It's not clear to me why Bush would bother. Striped bass populations are recovering, to say the least, from record low levels 30 years ago and commercial fishermen are essentially small businesses who could benefit if commercial fishing restrictions were lifted. So why make the restrictions permanent?
Bush's action got no publicity up here but was covered further south. The Outer Banks Sentinel, in North Carolina, pointed out that the executive order received strong support froma group called the Coastal Conservation Association. Its chairman seems to be one of Bush's cronies:
Connaughton said the Bush administration has discussed the management of striped bass and red drum with the Coastal Conservation Association (CCA) and other recreational fishing interests over the past couple of years. The CCA, an organization of sportfishermen and associated industries, began in Texas in 1977 with a campaign to make red drum, more commonly called redfish along the Gulf of Mexico, and speckled trout gamefish. The organization has secured gamefish status for red drum in all Gulf coast states except Mississippi. Walter Fondren, CCA national chairman, was present at the announcement ceremony in Maryland on Saturday. "This administration's alignment with the CCA and Walter Fondren and other rich Texas oil men doesn't surprise me," said Willie Etheridge, owner of Etheridge Seafood in Wanchese. Fondren's family helped pioneer the oil industry in Texas. "Still, it's mind-boggling that my President would hand over the resource exclusively to the small group of people who fish for striped bass and red drum for fun," said Etheridge.
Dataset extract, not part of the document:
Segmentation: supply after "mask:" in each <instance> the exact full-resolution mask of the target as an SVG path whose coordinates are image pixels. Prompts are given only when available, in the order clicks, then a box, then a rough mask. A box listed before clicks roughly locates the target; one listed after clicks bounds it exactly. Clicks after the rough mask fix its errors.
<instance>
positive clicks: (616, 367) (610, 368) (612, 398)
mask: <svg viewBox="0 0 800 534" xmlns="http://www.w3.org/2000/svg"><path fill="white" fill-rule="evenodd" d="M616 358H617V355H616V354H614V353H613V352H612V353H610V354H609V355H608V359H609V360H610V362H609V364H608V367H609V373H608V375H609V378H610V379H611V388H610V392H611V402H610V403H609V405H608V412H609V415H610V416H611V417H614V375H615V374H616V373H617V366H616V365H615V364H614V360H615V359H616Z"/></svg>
But my question is does this executive order have any relevance in New York or Connecticut? I'm guessing that the Hudson River and Long Island Sound are not federal waters. The Atlantic probably is but maybe New York controls the waters of the Atlantic close to shore.
Bryan Brown, who used to live on Long Island's north shore but recently moved to Texas, asked me about Bush's order the other day and I responded that it reminded me of the conflict that Peter Mathiessen wrote about in Men's Lives -- essentially a resource allocation conflict. Bryan then Googled it and came up with a chapter from the book (here) that explains some of its history on the east end of Long Island.
Matthiessen was a strong supporter of the commercial fishermen.
This used to be the kind of issue that would engage Riverkeeper and its predecessor, the Hudson River Fishermen's Association. Coincidentally, Matthiessen's son, Alex, is the executive director of Riverkeeper. I can't find anything on the group's website about the issue. But maybe that's because the Hudson isn't federal waters. There's nothing on the Waterkeeper Alliance website either; that's Bobby Kennedy Jr.'s organization and the parent of the various Riverkeepers, Soundkeepers etc.
The best coverage I've seen, by the way, is from the Outer Banks Sentinel, here and here.